A poche settimane dal calcio d'inizio del Mondiale 2026, il Ghana si presenta con un volto nuovo: in panchina siede Carlos Queiroz, tecnico portoghese richiamato in aprile per risollevare le sorti di una Nazionale reduce da un biennio deludente. L'addio di Otto Addo, dopo le sconfitte contro Austria e Germania, ha aperto la strada a un profilo di grande esperienza internazionale, noto per il lavoro difensivo svolto a fianco di Sir Alex Ferguson al Manchester United. Il primo test, il pareggio per 1-1 con il Galles, ha mostrato una squadra disciplinata ma ancora in cerca di fluidità offensiva. Nonostante ciò, il clima interno è disteso.
Il portiere Lawrence Ati-Zigi, pilastro tra i pali, ha confessato di non avvertire alcun nervosismo: «C'è un ottimo spirito di gruppo, tutti sono pronti e concentrati». Ha inoltre ribadito l'importanza di attenersi scrupolosamente alle direttive di Queiroz, segno di una fiducia totale nel progetto tecnico. Da Accra, il ministro dello Sport Kofi Adams ha rilanciato il messaggio, sottolineando l'ondata di entusiasmo che sta montando nella diaspora ghanese, soprattutto in Nord America, dove si giocherà il torneo. L'ex nazionale Godwin Attram ha analizzato la partita contro il Galles con ottimismo: «Abbiamo visto una strategia chiara e la capacità dell'allenatore di correggere gli errori nelle transizioni».
Una visione meno rosea giunge dagli osservatori britannici. Roy Keane, storico ex captain del Manchester United, ha espresso perplessità sull'approccio di Queiroz. Pur riconoscendo il contributo dato ai successi dei Red Devils, Keane teme che la filosofia eccessivamente prudente del portoghese possa soffocare la verve dei Black Stars.
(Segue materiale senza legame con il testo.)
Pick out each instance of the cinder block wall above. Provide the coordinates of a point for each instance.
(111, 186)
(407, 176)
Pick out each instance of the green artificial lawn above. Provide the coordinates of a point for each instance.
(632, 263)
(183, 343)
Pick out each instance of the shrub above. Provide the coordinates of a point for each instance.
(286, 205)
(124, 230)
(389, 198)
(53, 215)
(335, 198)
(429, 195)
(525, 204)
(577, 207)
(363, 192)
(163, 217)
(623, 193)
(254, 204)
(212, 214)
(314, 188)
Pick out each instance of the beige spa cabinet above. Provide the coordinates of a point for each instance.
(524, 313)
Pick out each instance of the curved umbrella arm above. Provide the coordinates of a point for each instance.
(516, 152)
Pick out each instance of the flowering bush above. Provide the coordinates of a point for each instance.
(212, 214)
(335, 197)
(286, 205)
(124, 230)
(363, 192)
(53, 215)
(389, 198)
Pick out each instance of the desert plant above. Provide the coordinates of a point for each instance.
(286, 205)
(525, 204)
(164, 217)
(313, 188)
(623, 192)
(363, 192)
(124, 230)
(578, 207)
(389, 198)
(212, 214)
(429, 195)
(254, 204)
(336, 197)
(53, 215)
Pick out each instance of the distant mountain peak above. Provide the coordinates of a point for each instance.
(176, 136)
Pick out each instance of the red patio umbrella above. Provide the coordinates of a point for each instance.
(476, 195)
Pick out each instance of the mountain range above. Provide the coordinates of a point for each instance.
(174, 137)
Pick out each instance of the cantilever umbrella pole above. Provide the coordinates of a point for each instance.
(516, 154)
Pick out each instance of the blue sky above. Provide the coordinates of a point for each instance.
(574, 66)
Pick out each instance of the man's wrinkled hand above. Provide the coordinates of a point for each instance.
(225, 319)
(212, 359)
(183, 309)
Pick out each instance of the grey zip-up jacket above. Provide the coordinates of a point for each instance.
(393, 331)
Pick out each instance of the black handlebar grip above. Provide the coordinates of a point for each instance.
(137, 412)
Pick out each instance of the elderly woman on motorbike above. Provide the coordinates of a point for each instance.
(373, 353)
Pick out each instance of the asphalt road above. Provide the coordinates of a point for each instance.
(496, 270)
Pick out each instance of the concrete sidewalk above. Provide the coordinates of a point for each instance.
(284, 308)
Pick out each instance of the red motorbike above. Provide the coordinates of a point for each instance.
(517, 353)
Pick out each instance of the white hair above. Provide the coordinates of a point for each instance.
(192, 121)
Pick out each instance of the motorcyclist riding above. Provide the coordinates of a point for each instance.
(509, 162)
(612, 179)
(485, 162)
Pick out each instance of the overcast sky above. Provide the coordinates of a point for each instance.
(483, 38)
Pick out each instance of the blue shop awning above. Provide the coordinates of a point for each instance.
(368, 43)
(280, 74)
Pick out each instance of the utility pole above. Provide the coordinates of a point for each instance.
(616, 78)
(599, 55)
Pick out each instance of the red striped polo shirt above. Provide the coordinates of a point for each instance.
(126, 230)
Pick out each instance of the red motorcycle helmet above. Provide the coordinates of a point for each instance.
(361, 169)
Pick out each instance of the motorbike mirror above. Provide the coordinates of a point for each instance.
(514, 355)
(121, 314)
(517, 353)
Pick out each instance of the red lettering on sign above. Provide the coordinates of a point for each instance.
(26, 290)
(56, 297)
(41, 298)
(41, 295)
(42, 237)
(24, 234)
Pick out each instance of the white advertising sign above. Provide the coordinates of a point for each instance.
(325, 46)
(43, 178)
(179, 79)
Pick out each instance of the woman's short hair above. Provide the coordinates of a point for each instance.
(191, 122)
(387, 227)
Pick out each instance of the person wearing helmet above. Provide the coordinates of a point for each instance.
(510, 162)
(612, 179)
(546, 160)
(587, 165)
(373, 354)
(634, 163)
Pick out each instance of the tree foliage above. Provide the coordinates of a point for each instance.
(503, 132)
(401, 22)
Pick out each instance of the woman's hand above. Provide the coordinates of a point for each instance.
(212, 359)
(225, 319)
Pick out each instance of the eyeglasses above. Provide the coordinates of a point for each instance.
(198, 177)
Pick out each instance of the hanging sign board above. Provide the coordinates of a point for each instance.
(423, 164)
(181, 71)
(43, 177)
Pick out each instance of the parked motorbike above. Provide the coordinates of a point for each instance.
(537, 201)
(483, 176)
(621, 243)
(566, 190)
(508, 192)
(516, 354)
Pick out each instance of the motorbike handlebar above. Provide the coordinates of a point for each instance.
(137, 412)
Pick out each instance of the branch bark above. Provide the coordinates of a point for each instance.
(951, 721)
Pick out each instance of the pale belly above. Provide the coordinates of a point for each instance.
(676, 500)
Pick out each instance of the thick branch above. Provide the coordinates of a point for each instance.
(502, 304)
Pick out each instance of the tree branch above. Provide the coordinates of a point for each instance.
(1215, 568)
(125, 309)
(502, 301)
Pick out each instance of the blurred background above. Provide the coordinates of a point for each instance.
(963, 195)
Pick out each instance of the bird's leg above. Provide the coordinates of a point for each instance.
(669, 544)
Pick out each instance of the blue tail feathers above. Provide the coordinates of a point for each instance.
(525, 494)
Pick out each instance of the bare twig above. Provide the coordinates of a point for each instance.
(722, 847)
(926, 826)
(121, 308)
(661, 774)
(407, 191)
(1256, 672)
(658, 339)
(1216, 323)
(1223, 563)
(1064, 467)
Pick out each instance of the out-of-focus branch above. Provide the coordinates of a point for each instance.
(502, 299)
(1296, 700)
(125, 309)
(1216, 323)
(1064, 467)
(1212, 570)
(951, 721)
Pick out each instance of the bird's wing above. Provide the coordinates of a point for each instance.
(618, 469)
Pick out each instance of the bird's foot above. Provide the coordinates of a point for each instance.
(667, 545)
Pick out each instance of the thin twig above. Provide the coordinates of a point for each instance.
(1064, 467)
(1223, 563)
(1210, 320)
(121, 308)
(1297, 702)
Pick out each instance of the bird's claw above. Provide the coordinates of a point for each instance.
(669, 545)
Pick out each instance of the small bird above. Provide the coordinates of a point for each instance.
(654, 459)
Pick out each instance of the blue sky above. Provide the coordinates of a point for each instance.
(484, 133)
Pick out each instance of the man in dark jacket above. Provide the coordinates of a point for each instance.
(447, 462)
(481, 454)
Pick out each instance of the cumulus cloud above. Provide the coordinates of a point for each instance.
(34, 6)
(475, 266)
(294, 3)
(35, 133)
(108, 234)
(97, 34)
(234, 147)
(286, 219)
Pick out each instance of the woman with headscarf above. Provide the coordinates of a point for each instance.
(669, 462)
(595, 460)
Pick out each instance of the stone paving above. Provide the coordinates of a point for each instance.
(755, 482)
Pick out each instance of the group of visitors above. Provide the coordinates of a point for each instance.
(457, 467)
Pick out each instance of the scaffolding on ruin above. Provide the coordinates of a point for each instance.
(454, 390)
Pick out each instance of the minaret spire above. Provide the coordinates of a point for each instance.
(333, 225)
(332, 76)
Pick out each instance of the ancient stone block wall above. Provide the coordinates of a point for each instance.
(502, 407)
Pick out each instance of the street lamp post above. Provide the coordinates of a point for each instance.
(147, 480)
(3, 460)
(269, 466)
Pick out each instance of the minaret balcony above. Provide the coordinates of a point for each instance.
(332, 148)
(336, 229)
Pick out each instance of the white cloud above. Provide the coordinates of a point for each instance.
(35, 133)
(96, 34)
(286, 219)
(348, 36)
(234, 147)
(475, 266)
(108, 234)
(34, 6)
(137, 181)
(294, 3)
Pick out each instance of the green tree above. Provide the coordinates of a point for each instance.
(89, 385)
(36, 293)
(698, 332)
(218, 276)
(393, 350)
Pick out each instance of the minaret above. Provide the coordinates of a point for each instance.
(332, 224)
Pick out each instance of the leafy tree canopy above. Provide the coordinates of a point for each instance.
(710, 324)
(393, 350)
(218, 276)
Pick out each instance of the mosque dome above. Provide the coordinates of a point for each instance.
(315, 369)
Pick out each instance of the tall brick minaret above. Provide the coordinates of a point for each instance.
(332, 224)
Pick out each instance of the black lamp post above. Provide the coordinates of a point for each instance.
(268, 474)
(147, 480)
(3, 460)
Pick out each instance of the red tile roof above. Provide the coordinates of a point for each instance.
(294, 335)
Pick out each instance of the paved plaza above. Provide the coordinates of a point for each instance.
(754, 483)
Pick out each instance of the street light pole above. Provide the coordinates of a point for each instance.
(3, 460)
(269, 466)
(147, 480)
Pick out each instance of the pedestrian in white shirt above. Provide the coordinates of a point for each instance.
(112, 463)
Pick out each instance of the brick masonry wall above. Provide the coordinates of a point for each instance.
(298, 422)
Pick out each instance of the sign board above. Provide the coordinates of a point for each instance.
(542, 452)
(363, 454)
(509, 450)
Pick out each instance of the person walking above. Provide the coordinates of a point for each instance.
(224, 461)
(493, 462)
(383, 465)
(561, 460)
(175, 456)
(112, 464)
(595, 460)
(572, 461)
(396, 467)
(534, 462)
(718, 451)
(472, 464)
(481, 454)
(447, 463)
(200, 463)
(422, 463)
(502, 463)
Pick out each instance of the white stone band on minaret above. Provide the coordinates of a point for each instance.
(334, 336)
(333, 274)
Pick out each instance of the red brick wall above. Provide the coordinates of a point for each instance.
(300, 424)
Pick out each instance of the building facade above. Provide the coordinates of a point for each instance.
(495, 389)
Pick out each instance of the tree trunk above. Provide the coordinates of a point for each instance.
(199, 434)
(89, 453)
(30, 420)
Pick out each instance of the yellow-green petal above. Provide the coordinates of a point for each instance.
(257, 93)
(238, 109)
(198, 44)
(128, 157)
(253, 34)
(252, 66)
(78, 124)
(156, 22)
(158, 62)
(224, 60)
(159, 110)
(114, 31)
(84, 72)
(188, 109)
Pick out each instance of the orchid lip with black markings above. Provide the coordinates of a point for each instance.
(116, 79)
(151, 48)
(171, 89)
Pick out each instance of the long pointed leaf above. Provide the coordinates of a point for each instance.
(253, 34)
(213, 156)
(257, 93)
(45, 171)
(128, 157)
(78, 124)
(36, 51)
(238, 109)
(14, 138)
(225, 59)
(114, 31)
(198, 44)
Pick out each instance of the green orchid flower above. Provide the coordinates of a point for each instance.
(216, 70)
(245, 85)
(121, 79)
Le esperienze con Iran, Colombia ed Egitto mostrano infatti risultati altalenanti, e il rischio di un Ghana troppo schiacciato nella propria metà campo è reale. «Spero solo che non diventino troppo difensivi», ha ammonito Keane, riecheggiando un dibattito che attraversa anche il calcio europeo: quanto tatticismo è compatibile con lo spettacolo?
La sfida del Gruppo L, con Panama, attende la squadra il 17 giugno al BMO Field di Toronto. L'obiettivo è superare la fase a gironi, scoglio fatale nelle ultime due edizioni. L'analisi che arriva da Accra suggerisce che il pragmatismo di Queiroz potrebbe rivelarsi prezioso, a patto di non imbrigliare del tutto la creatività degli attaccanti. Per l'Europa, e in particolare per l'Italia, che ha sperimentato sulla propria pelle la necessità di una guida tecnica dopo due esclusioni mondiali, il caso del Ghana offre spunti di riflessione: l'equilibrio tra disciplina e inventiva resta il segreto di ogni impresa, e il banco di prova nordamericano ci dirà se Queiroz ha trovato la ricetta giusta.